Trion: FFT-based Dynamic Subspace Selection for Low-Rank Adaptive Optimization of LLMs¶
Conference: ICLR 2026
OpenReview: https://openreview.net/forum?id=TkHjRwbMNl
Code: https://github.com/IST-DASLab/Trion
Area: LLM Efficiency / Optimizers / Memory-efficient Training
Keywords: Low-Rank Optimization, DCT, Dynamic Column Selection, Optimizer State Compression, FFT
TL;DR¶
This paper uses a fixed Discrete Cosine Transform (DCT) orthogonal matrix + dynamic column selection to replace the expensive SVD/QR projections in low-rank optimizers such as GaLore and Dion. By storing only \(r\) integer indices per layer instead of full projection matrices, the authors develop two optimizers, Trion and DCT-AdamW, achieving rank-independent runtime and up to a 25% reduction in memory without sacrificing accuracy.
Background & Motivation¶
Background: AdamW is the de facto standard for training LLMs, but it maintains two momentum buffers for every parameter, causing memory usage to scale linearly with model size. To minimize this overhead, a "low-rank optimizer" roadmap has emerged: GaLore uses SVD to project gradients into a low-dimensional subspace for momentum updates. Subsequent methods like LDAdam, FRUGAL, FIRA, Q-GaLore, and recent momentum-orthogonalization methods like Muon and Dion, all follow the strategy of "using matrix decomposition to find projection matrices."
Limitations of Prior Work: The bottlenecks for these methods are SVD/QR decompositions. First, the decomposition must be performed for every linear layer (either at every step or every few steps), which is computationally heavy for large models. Second, the resulting projection matrices must be explicitly stored for each layer, consuming extra memory. Third, in methods like Dion (using QR) and Muon (using Newton-Schulz), the runtime increases with the rank \(r\), leading to slower training as the rank increases.
Key Challenge: Low-rank compression aims to save memory and time, but "dynamically finding an optimal orthogonal basis for each layer" is inherently expensive and memory-intensive—there is a trade-off between projection quality (closeness to the current gradient) and projection cost (SVD/QR overhead).
Goal: To find a cheap, portable, and accurate alternative to SVD/QR-based orthogonal matrices that can be integrated into various memory-efficient optimizers.

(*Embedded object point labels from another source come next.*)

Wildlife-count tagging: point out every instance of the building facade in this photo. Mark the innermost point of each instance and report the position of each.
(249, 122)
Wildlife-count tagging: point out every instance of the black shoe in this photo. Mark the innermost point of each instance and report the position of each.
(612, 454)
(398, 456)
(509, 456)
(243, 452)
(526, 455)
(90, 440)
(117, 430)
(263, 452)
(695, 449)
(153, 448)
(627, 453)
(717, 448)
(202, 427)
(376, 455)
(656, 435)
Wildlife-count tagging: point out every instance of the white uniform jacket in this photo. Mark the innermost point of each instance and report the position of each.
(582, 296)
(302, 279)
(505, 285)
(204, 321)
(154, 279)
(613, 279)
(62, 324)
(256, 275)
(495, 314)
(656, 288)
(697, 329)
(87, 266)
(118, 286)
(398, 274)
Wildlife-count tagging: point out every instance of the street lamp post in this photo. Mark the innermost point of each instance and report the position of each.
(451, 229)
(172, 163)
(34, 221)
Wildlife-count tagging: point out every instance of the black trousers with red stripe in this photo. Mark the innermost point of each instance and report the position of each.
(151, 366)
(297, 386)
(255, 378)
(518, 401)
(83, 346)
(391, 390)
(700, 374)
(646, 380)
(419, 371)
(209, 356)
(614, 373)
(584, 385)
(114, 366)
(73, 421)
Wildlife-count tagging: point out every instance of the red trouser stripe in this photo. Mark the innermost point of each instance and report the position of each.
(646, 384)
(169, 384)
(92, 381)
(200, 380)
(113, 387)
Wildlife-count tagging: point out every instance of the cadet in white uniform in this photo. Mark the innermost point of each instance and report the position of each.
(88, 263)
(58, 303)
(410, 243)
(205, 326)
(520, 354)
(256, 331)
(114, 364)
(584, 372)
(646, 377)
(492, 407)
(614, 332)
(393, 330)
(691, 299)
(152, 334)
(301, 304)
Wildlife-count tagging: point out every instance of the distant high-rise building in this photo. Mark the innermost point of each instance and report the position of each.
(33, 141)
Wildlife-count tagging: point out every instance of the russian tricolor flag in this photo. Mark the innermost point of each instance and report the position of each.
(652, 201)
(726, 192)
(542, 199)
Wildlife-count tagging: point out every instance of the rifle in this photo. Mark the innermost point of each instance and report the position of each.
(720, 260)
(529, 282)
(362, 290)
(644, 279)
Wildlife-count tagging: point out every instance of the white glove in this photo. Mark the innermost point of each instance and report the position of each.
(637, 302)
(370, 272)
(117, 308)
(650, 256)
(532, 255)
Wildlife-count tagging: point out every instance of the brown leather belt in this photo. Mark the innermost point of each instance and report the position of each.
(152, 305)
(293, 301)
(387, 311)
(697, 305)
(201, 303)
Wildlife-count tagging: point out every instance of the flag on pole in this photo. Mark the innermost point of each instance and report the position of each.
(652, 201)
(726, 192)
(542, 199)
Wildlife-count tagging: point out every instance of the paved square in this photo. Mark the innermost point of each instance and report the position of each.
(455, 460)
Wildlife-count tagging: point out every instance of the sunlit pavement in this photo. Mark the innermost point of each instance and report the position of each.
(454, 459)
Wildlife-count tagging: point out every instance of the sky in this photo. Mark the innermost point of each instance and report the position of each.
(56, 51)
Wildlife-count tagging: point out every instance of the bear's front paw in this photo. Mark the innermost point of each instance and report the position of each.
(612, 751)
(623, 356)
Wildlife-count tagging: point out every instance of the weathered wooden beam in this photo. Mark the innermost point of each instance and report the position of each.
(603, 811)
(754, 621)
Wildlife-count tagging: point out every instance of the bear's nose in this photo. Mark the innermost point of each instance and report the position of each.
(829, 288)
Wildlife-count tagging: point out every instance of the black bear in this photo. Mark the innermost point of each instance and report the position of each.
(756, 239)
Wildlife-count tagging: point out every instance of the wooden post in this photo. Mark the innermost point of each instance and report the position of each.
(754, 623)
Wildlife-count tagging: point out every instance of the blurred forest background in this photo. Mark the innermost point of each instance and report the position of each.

Key Insight: The authors observe that it is not necessary to calculate an orthogonal basis from scratch for every layer. One can fix a "universal" orthogonal matrix (DCT) beforehand and then dynamically select the \(r\) most aligned columns from it for each layer's gradient. DCT has long been proven in JPEG image compression to efficiently approximate energy-concentrated subspaces and benefits from fast algorithms like FFT.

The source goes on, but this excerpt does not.